第61話 魔法試験最終日

 続いての試合は、イージス対一年C組のアリエス=ウェリアとの戦い。


「では、始め」


 この戦いはどちらが先に魔法を展開できるかが勝敗の要である。

 アリエス=ウェリアは開始早々、直ぐ様イージスに手をかざした。だがそれと同時、イージスはアリエスへと手をかざす。


「「〈追風エア〉」」


 両者とも同じ魔法を放った。

 風が彼ら二人が形成した魔方陣の中から出現し、風同士がぶつかり合って空気中に飛散する。

 魔方陣を創る上ではイージスの方が早かったものの、そこから魔法を放つまでの時間ではアリエスの方が上をいっていた。

 直ぐ様二人はお互いへ手をかざす。だが先に魔方陣を展開したのはアリエスであった。


(まずい。このままでは確実に魔法をくらう)


 アリエスが形成した魔方陣から魔法が放たれた瞬間、イージスは低姿勢で側面へと駆け、そして移動しながら魔方陣を形成して風を放つ。


「早い……」


 アリエスも直ぐ様移動するが、足に風をくらって体が浮き上がった。その瞬間を見計らい、イージスは宙へと浮くアリエスへと両手をかざす。


「〈重風ドドンパ〉」


 重たい風がアリエスへと直撃し、アリエスはそのまま場外へと吹き飛んだ。


「勝者。イージス」


(なるほど。この程度が僕の実力か。案外、弱いものだったのだな……)


 彼は自分の弱さに浸っていた。

 何が彼をそんなに辛くさせるのか、その答えは未だ不明のままである。


 続いての戦いへと移る。

 二人の生徒が会場へと上がる。


「では、続いてはスカレア対ピットの戦いです。開始」


 スカレアは木刀を握りながらピットへと駆け抜けた。

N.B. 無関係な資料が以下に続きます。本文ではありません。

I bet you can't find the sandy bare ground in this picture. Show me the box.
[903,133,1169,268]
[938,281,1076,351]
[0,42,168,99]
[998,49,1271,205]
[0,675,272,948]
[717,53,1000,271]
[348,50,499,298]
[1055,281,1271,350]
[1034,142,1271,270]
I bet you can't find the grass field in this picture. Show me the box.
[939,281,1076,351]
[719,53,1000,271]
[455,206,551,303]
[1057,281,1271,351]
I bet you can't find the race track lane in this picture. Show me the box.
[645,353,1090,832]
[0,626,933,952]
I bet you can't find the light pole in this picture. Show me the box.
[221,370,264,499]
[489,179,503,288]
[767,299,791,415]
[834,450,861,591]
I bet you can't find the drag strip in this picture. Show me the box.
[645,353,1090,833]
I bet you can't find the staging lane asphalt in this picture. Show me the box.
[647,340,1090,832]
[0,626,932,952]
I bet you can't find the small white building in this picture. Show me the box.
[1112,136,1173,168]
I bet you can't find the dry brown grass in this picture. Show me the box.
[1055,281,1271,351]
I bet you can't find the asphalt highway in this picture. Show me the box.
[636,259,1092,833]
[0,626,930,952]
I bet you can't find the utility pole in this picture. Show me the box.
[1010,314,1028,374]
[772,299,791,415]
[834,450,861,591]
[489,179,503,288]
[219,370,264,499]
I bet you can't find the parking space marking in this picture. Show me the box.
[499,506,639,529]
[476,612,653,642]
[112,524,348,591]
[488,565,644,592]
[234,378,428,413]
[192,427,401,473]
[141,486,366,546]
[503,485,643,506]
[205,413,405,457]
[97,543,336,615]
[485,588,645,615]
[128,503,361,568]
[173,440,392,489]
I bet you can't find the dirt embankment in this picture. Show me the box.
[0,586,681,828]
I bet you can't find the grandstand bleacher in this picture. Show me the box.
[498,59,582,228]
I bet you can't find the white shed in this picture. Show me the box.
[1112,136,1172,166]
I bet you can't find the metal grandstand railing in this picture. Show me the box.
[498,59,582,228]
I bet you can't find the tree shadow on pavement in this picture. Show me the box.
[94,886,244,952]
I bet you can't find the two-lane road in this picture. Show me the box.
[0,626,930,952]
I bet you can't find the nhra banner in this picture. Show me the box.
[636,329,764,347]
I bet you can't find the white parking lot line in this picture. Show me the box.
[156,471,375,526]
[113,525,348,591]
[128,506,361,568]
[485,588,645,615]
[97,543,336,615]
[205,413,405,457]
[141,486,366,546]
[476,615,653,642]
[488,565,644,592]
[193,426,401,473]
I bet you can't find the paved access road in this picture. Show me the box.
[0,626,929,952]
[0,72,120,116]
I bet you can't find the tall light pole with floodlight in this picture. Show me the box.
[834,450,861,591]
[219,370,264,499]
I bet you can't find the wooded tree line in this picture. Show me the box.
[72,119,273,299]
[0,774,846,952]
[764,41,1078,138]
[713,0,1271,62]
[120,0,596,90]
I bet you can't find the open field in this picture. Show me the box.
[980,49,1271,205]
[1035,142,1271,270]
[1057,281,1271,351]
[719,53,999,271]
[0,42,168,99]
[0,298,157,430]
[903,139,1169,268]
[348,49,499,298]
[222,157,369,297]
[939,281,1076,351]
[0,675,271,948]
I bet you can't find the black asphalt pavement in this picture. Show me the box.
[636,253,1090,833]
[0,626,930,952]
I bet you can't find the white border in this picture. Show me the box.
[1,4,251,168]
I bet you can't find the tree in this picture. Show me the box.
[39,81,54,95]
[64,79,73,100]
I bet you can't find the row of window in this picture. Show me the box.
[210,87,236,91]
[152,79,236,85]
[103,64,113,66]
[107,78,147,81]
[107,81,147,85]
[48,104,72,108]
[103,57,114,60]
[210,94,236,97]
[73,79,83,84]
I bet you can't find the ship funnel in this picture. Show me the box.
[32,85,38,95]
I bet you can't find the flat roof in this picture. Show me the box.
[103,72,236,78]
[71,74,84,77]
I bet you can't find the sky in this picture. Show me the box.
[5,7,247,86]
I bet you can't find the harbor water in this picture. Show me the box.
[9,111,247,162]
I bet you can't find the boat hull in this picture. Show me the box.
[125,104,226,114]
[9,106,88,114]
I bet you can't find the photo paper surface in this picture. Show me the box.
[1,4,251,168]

ピットはスカレアが近接戦闘以外は苦手なのだと見破り、両手をスカレアへとかざす。


「〈氷錠ザグマ〉」


 氷がスカレアへと絡み付く。だがスカレアは身軽な動きでその氷をかわし、着地してピットの背後へと回り込んだ。


「まず一撃」


 風を纏った木刀での一撃がピットへと入る。すぐさまピットはスカレアとの距離を取る。だがスカレアから離れることはできない。

 自分の動きについてくるスカレアに焦りを感じ、ピットの攻撃は単調になっていく。


「くそ……」


 ピットは何度も風を放つが、その度にスカレアは避けてピットへと木刀を振るう。その攻撃を一度くらい、後がなくなったピットは、背中から羽を生やし、飛んだ。


「光属性魔法〈光羽ホーリー〉。俺は光属性の魔法が得意だ。そそて魔法とは、一瞬にして相手に攻撃することが可能なんだ」


 ピットは両手をスカレアへとかざす。

 上空にいるピットに何もできないスカレアは剣を盾のように構えた。


「無駄だ。〈追光ラア〉」


 光がスカレアの脇腹へと直撃した。スカレアはその一撃に膝をつく。


「もう一度」


 次はスカレアの足に光が直撃する。それにスカレアは痛みを感じ、立ち上がろうにも限界が来ていた。


「とどめだ」


 ピットはスカレアへと光を放つーーだが、


「弾いた!?」


 スカレアは光を見るわけでもなく、ただ感じて木刀で弾いた。その一瞬に、ピットはただ驚くしかなかった。


「光属性。その魔法を一年生で使えるのはお前だけだろうな。だがな、それは僕にとっては簡単に覆せる差なんだ。だから僕は、まだ立てる」


 スカレアは木刀をピットへと向けた。


「〈追風エア〉」


 風がピットへと吹く。ピットはすぐに高度をあげて避けるが、何度もスカレアは風を放ってくる。


「なるほど。最低限度の魔法は使えるか。ならば、」


 ピットは風を避けつつ、スカレアへと光を放つ。

 スカレアは飛んでくる光を剣で弾きつつ、空を駆けるピットへと風を放つ。一進一退の攻防が繰り広げられ、両者の身体能力がとわれる戦いとなっていた。


「まだだ。まだ戦える」


 スカレアは息をきらしながらも、木刀で光を弾きつつピットへと攻撃を仕掛けていた。だがさすがに限界が来ていたのか、スカレアの動きは鈍くなっていた。

 乱雑に動き回る中、額から流れた汗が目にしみる。スカレアはその瞬間に視界を奪われ、光を腹に受けた。スカレアは宙へと吹き飛び、地面に転がった。


「ま……けた…………」


 スカレアは空を仰ぎ、敗北の余韻に浸る。

 魔法試験三日目が終わり、スカレアは校舎の屋上で空を眺めていた。